## libraries and data Loading

In [None]:
import numpy as np
import pandas as pd

import matplotlib.pyplot as plt
import plotly.express as px
import seaborn as sns

sns.set_palette(sns.color_palette("Set2"))

import sklearn
import tensorflow as tf
from tensorflow import keras
import tensorflow.keras.layers as tfl

from xgboost import XGBRegressor
from catboost import CatBoostRegressor
from lightgbm import LGBMRegressor, DaskLGBMRegressor

from sklearn.model_selection import train_test_split, GridSearchCV, cross_val_predict
from sklearn.decomposition import PCA
from sklearn.feature_selection import mutual_info_regression
from sklearn.preprocessing import MinMaxScaler
from sklearn.metrics import mean_squared_error

from sklearn.ensemble import BaggingRegressor, ExtraTreesRegressor, VotingRegressor
from sklearn.ensemble import RandomForestRegressor, GradientBoostingRegressor
from sklearn.cluster import KMeans

from PIL import Image
import os

np.random.seed(0)
tf.random.set_seed(0)

get data and make `Id` contain the path of image

In [None]:
train = pd.read_csv('/kaggle/input/petfinder-pawpularity-score/train.csv')
train['path'] = '/kaggle/input/petfinder-pawpularity-score/train/' + train['Id'] + '.jpg'
train.head(3)

In [None]:
test = pd.read_csv('/kaggle/input/petfinder-pawpularity-score/test.csv')
test['path'] = '/kaggle/input/petfinder-pawpularity-score/test/' + test['Id'] + '.jpg'

## Exploratory Data Analysis (EDA)

check the shape and NULL values

In [None]:
print(f'shape: {train.shape}')
print(train.info())

Statistics of the data

In [None]:
train.describe()

distribution of `Pawpularity`

In [None]:
plt.figure(figsize=(10,4))

sns.histplot(data=train, x='Pawpularity');

Some visuals 😁

In [None]:
plt.figure(figsize=(20,10))
plt.tight_layout()

for i in range(12):
    plt.subplot(3, 4, i+1)
    sns.countplot(data=train, x=train.columns[1:13][i])

## Feature Engineering

Add size and shape of images to the data

In [None]:
def size_and_shape(row):
    img = Image.open(row['path'])
    return pd.Series([img.size[0], img.size[1], os.path.getsize(row['path'])])

Normalize the data

In [None]:
scale = MinMaxScaler()

train[['width', 'height', 'size']] = pd.DataFrame(scale.fit_transform(train.apply(size_and_shape, axis=1).values))
test[['width', 'height', 'size']] = pd.DataFrame(scale.fit_transform(test.apply(size_and_shape, axis=1).values))

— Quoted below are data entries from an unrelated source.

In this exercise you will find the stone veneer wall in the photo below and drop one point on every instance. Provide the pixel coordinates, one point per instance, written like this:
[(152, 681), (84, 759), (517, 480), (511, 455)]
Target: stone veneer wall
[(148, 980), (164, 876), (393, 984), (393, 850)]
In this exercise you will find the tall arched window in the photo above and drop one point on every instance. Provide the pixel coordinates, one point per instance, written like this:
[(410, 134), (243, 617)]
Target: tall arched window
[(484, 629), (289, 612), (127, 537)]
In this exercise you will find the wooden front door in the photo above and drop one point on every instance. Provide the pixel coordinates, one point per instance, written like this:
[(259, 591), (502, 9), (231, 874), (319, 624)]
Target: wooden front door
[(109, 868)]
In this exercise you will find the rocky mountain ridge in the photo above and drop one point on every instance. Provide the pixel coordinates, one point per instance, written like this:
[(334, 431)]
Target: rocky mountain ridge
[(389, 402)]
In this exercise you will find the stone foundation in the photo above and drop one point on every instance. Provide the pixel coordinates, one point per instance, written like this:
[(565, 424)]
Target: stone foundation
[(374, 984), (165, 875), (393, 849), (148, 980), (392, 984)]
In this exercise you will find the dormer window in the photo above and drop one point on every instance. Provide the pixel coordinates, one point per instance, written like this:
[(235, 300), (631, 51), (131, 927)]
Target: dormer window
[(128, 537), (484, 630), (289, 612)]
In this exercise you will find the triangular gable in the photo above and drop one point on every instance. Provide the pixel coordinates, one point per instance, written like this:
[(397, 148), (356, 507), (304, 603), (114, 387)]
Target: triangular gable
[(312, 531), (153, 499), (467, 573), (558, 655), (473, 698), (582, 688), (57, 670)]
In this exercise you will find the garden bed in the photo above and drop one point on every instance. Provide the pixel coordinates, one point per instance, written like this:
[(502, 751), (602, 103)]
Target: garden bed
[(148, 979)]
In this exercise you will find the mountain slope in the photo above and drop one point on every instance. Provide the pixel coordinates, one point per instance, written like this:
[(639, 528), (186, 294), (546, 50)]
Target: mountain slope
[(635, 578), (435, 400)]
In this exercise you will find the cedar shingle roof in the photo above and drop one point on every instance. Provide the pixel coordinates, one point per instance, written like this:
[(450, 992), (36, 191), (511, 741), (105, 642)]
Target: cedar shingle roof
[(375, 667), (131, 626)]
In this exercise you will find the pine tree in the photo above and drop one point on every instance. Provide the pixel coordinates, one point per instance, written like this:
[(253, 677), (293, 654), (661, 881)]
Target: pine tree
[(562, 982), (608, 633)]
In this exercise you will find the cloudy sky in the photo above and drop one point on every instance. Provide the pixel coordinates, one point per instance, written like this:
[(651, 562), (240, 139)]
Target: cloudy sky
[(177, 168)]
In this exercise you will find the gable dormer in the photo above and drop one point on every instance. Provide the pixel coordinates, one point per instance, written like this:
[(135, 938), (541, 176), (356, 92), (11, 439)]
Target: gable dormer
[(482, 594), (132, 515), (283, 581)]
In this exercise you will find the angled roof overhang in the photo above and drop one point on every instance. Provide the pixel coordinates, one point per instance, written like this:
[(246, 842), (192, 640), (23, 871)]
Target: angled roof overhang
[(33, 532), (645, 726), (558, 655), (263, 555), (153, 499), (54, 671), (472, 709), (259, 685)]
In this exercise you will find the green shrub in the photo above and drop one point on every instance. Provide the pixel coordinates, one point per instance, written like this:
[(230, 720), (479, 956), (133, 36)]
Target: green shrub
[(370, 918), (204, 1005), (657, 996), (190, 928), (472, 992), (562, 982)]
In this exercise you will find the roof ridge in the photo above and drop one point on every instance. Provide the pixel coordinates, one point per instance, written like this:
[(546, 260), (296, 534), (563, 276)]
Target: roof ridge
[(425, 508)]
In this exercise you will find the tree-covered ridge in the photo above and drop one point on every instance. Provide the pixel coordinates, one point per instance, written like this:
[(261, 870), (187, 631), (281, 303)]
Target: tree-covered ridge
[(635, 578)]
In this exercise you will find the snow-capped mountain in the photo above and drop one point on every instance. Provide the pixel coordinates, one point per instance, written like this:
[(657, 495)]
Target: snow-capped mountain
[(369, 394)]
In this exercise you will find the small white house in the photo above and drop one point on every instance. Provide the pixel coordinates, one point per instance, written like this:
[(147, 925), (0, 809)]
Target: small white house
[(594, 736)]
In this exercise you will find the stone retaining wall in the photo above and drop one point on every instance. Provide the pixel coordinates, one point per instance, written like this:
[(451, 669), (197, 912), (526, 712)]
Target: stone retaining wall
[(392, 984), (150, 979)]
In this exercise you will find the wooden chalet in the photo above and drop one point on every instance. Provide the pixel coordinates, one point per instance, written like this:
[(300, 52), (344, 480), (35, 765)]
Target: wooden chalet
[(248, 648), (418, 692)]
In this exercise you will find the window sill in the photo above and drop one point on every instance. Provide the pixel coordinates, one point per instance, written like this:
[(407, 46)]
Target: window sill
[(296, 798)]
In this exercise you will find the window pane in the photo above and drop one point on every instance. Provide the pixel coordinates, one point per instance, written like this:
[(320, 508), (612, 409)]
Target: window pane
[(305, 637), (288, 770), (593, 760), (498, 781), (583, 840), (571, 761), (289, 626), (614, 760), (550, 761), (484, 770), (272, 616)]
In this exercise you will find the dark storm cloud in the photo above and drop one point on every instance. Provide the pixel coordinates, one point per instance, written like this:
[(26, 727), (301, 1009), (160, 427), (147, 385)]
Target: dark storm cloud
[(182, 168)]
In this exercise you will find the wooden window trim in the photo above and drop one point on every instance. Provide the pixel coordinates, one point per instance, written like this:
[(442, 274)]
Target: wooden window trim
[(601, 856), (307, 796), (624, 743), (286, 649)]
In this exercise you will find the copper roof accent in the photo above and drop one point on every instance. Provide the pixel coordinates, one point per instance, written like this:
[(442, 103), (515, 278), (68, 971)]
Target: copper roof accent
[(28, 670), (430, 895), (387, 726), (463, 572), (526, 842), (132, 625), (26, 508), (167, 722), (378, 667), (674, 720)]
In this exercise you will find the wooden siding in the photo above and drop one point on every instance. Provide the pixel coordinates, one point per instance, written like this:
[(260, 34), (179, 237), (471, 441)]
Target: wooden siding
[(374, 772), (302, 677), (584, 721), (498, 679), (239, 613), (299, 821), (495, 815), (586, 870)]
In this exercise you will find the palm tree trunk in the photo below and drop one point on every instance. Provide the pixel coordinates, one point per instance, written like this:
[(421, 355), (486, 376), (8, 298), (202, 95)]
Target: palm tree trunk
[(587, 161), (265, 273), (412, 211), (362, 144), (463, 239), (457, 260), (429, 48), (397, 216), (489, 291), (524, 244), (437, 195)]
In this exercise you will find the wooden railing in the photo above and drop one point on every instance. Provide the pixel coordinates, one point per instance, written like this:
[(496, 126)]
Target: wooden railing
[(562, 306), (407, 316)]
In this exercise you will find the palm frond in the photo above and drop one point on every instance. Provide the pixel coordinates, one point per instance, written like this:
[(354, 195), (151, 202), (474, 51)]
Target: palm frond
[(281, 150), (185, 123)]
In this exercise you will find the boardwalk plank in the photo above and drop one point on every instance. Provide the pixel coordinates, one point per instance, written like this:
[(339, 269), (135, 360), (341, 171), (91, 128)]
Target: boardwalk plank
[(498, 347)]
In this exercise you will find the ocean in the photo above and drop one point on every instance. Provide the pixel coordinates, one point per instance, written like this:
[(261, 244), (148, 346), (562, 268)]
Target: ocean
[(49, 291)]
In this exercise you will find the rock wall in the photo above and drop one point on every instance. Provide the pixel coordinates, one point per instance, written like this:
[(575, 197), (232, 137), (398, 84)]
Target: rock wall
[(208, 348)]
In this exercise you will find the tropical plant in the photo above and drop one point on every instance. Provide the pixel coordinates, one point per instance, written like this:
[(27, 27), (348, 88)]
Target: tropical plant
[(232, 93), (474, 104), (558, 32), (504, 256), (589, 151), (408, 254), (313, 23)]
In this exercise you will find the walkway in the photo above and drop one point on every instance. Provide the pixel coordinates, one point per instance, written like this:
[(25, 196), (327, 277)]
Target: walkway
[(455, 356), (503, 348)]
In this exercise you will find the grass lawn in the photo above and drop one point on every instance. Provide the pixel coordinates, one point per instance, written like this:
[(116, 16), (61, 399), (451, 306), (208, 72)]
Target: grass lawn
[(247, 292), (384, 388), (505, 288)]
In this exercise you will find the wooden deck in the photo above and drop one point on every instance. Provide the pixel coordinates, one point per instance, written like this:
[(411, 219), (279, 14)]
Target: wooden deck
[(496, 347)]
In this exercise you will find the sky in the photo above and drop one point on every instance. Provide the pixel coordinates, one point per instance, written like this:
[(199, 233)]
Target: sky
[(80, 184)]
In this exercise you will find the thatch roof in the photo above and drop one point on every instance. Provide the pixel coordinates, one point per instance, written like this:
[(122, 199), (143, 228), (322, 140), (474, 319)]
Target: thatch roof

Create our features->traget variables

In [None]:
X = train.drop(['Id', 'Pawpularity', 'path'], axis=1)
y = train['Pawpularity']

Add Clusters to the data (improved performence 😄)

In [None]:
k = KMeans(8, random_state=0)

k.fit(X)

X['cluster'] = k.predict(X)
test['cluster'] = k.predict(test.drop(['Id', 'path'], axis=1))

Add Principal Component Analysis features to the data (Also improved performence 🤩)

In [None]:
p = PCA()

p.fit(X)

X = X.join(pd.DataFrame(p.transform(X)))
test = test.join(pd.DataFrame(p.transform(test.drop(['Id', 'path'], axis=1))))

Split our data into train and validate (here named test 😅)

In [None]:
X_train, X_test, y_train, y_test = train_test_split(X, y, test_size=0.2)

## Model Training

Simple train+eval function

In [None]:
def eval_model(model):
    model.fit(X_train, y_train)
    
    preds = model.predict(X_test)

    return mean_squared_error(y_test, preds, squared=False)

here I used multiple models (also did manual parameters tuning 😫)

In [None]:
xgb = XGBRegressor(seed=0,
                   learning_rate =0.1,
                     n_estimators=70,
                     max_depth=2,
                     min_child_weight=2,
                     gamma=0,
                     subsample=0.9,
                     colsample_bytree=0.2)

light = LGBMRegressor(random_state=0,
                      num_leaves=4,
                      subsample_for_bin=20, 
                      min_split_gain=0.1,
                      min_child_samples=25,
                      reg_lambda=0.4)

cat = CatBoostRegressor(random_seed=0, 
                          verbose=0, 
                          num_trees=11, 
                          learning_rate=0.26,
                          l2_leaf_reg=2.5, 
                          random_strength=0.9)

extra = ExtraTreesRegressor(random_state=0, 
                            max_depth=4, 
                            min_samples_leaf=2, 
                            max_features=6, 
                            max_leaf_nodes=20)

rf = RandomForestRegressor(random_state=0, 
                              n_estimators=10,
                              max_depth=5, 
                              max_features=9)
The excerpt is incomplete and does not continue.